Although Robins piece, The Global Transformations Reader is very in favor of globalization, the movie The Travels of a T-shirt in the Global Economy was very anti-globalization. For example, Robins quotes Salman Rushdie who says, “The transformation that comes of new and unexpected combinations of human beings, cultures, ideas, policies, movies, songs; a bit of this and a bit of that is how newness enters the world.” This is a very common idea in today’s world where the blending of cultures and idea is encouraged in order for us to have one global identity rather than many individual identities. In stark contrast to this the movie expresses strong contempt for globalization and this was made abundantly clear in the final part of the movie.

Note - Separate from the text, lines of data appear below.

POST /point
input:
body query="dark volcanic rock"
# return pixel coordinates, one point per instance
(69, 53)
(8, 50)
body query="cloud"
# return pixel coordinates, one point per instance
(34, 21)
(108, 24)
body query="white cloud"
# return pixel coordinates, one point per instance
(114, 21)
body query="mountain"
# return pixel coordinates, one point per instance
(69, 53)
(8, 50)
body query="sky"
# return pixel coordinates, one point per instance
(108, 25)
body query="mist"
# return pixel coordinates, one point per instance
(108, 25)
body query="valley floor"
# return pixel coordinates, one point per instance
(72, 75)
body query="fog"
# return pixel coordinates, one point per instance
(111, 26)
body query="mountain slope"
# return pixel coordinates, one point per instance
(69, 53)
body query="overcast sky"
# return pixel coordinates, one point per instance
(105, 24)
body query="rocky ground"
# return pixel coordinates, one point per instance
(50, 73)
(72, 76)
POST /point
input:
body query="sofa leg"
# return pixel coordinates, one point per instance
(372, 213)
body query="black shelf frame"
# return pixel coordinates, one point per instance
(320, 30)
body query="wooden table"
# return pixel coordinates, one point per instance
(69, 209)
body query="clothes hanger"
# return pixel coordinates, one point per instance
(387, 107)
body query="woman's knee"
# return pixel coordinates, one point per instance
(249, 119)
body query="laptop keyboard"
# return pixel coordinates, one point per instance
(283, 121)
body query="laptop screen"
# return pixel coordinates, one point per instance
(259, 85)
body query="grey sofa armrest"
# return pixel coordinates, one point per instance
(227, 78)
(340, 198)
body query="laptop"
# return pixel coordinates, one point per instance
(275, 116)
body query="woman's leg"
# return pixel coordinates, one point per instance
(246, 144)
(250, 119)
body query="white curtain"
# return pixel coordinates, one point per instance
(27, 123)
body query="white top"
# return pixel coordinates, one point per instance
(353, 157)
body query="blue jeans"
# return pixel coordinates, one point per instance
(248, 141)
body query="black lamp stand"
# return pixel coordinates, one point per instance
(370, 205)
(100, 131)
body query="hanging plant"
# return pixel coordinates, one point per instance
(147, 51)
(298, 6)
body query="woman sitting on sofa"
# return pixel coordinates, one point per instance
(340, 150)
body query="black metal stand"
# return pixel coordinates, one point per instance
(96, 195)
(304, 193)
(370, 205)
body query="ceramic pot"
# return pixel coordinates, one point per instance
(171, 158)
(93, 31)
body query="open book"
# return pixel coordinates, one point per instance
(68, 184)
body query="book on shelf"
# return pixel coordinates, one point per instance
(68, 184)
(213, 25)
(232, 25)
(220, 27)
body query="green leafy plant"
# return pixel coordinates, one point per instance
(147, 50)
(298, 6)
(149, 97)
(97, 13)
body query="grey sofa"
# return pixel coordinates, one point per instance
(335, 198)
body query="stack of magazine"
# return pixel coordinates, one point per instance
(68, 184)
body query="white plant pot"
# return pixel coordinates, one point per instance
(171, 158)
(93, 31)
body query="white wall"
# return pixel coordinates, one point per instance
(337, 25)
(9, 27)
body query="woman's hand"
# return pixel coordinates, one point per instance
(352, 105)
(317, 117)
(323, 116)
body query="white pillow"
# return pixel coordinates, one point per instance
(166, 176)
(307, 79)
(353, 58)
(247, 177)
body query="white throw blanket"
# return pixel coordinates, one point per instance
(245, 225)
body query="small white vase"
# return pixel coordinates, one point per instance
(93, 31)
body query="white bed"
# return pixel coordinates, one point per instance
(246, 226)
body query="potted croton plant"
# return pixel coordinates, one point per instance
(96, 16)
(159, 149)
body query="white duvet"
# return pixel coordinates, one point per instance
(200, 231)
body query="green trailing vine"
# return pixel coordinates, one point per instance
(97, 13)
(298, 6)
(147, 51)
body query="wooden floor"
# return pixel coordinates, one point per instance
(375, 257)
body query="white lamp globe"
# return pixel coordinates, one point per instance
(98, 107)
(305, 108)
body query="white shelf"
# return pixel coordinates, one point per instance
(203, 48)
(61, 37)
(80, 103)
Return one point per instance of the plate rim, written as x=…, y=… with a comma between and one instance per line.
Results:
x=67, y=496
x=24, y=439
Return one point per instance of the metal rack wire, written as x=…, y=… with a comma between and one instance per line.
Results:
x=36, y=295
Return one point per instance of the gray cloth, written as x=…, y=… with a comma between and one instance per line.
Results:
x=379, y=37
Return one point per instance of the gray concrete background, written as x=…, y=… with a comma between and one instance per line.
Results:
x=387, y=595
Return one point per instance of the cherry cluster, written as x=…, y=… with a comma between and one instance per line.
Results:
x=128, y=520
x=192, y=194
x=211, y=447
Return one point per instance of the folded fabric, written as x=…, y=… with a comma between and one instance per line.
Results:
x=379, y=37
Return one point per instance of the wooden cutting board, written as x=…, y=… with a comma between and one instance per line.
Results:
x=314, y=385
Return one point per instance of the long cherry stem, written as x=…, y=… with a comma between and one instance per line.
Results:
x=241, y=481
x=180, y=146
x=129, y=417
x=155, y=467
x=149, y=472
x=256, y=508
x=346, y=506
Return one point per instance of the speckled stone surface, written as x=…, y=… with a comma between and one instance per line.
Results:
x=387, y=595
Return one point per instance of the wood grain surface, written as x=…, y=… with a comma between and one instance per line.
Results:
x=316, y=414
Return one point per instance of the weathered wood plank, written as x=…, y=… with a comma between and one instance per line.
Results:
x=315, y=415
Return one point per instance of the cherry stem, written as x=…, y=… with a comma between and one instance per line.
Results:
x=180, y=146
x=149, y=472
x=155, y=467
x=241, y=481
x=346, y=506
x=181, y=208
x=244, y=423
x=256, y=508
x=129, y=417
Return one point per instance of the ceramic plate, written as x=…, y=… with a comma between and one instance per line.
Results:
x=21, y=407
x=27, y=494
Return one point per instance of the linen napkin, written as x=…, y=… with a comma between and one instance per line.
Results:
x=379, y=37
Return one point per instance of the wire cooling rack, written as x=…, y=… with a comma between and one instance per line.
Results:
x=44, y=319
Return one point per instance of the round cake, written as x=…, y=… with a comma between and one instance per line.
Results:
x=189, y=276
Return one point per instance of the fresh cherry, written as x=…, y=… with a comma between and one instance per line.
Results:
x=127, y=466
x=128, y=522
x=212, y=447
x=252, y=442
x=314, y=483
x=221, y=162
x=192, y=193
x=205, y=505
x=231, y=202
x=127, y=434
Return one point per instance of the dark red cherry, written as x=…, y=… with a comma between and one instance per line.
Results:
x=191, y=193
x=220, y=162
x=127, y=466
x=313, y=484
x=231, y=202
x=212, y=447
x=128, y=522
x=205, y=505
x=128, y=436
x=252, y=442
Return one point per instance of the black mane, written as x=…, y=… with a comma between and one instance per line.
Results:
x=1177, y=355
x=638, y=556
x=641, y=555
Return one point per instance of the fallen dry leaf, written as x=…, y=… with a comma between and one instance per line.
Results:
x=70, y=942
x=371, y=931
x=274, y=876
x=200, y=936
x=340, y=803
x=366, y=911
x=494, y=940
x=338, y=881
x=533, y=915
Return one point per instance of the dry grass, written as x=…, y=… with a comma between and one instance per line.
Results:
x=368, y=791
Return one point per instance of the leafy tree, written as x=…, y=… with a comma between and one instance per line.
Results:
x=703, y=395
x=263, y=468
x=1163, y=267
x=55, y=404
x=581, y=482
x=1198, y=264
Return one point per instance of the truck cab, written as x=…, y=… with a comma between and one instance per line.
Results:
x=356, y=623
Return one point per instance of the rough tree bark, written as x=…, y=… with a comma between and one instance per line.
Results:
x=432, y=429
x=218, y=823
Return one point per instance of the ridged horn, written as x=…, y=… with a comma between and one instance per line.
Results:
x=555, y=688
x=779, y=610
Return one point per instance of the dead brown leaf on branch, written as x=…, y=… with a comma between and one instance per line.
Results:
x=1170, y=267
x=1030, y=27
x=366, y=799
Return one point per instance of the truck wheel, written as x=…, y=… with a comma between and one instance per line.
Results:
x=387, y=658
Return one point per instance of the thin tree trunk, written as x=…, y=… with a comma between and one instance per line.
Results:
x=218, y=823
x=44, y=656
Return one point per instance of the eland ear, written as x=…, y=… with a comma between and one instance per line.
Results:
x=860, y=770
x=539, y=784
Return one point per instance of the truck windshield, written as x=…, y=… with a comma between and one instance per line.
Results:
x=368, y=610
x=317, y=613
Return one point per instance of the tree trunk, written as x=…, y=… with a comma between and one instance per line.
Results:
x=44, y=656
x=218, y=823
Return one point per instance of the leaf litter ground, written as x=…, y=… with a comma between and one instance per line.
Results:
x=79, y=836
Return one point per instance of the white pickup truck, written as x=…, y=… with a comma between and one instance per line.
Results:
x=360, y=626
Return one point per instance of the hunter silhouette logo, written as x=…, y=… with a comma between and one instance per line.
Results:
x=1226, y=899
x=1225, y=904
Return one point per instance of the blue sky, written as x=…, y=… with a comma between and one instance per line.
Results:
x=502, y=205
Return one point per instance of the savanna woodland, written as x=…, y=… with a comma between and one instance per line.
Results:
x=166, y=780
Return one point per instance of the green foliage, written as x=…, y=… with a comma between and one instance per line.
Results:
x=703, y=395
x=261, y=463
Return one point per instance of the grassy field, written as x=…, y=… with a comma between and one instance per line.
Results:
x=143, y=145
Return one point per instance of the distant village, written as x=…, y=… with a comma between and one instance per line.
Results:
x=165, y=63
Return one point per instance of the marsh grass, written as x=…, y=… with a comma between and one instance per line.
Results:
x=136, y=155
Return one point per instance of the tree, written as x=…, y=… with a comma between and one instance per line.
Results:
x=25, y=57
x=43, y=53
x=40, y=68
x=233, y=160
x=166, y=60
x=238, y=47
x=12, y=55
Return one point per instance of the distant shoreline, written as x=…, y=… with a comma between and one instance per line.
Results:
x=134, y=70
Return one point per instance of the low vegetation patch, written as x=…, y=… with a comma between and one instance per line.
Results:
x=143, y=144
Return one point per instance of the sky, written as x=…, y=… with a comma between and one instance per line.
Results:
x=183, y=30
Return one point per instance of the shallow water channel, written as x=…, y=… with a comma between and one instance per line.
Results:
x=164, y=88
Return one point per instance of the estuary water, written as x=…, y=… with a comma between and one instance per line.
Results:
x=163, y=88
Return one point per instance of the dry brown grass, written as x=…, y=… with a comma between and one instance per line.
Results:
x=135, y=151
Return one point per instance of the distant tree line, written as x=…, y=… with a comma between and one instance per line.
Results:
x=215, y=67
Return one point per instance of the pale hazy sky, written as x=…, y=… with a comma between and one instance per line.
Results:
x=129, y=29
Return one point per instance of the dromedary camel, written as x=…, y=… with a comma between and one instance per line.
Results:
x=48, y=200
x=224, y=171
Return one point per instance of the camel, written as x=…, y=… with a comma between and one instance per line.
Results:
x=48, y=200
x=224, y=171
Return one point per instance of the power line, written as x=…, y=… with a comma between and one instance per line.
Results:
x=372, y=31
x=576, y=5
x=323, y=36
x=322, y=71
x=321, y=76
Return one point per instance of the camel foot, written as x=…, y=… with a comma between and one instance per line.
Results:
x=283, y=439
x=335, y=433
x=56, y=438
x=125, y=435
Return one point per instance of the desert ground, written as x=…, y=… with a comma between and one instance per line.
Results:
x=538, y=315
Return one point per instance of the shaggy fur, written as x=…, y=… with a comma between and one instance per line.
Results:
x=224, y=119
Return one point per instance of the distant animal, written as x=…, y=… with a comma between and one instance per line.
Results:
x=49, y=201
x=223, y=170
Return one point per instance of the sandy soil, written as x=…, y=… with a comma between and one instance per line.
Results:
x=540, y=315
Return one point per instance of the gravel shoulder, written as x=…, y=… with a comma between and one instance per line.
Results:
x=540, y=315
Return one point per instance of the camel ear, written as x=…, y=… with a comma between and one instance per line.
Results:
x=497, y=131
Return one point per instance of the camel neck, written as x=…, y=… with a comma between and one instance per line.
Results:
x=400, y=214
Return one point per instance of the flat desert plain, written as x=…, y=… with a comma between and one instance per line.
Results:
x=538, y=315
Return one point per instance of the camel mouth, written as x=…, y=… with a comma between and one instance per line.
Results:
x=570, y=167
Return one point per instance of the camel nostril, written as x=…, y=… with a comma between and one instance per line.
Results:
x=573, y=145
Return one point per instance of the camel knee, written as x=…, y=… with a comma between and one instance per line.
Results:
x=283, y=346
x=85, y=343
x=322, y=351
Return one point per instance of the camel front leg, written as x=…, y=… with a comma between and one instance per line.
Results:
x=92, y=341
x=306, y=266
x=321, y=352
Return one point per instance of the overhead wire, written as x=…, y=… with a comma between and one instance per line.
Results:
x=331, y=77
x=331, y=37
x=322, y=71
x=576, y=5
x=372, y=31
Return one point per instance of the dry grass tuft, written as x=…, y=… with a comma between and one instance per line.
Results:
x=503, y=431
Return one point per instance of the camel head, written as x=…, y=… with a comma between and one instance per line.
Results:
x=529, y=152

The movie cuts from shot to shot of local Zambians saying things like, “Globalization isn’t the solution for Zambia”; “The free market is failing there”; “We need to be more concerned with people than capital”. What this tells me is that Zambia, and other impoverished nations need more help than they need generated revenue. The narrator of the documentary continuously talks about the creditors in Zambia who will likely never get their money back. A possible way to end this problem is through more schooling that will give the people of Zambia and similar countries marketable skills that they can use to generate more revenue for themselves. The problem with this is, as the director mentioned, people cannot expect to get their money back. This is a long process that will take many years and possibly several generations before a population can be seen as self-sustaining. Only then should a country and market like Zambia be concerned with entering fully into globalization because right now they are unable to contribute and are only being taken advantage of. It is interesting to see these two different points being made and while neither one can be faulted they are both applicable to different situations and in the same way people shouldn’t be generalized, neither should markets or countries, they all have different needs.
Referring back to our definition of a global citizen I do think something needs to be added in relation to the book we read and movie we watched. Currently the definition is “All people around the world living by and fighting for similar social values and basic rights…” I think what should be added is, “…with respect to the needs and wants of different cultures and countries.” I think this would help countries like Zambia who do not currently need globalization to function and yet it seems like globalization is being pushed everywhere around the world. Taking out some of the generalization in the definition would help address what is required and where.
-Robins, K., 2002. Encountering Globalization. In: C. Held & A. McGrew,
eds. The Global Transformations Reader. Cambridge: Polity. Ch. 20.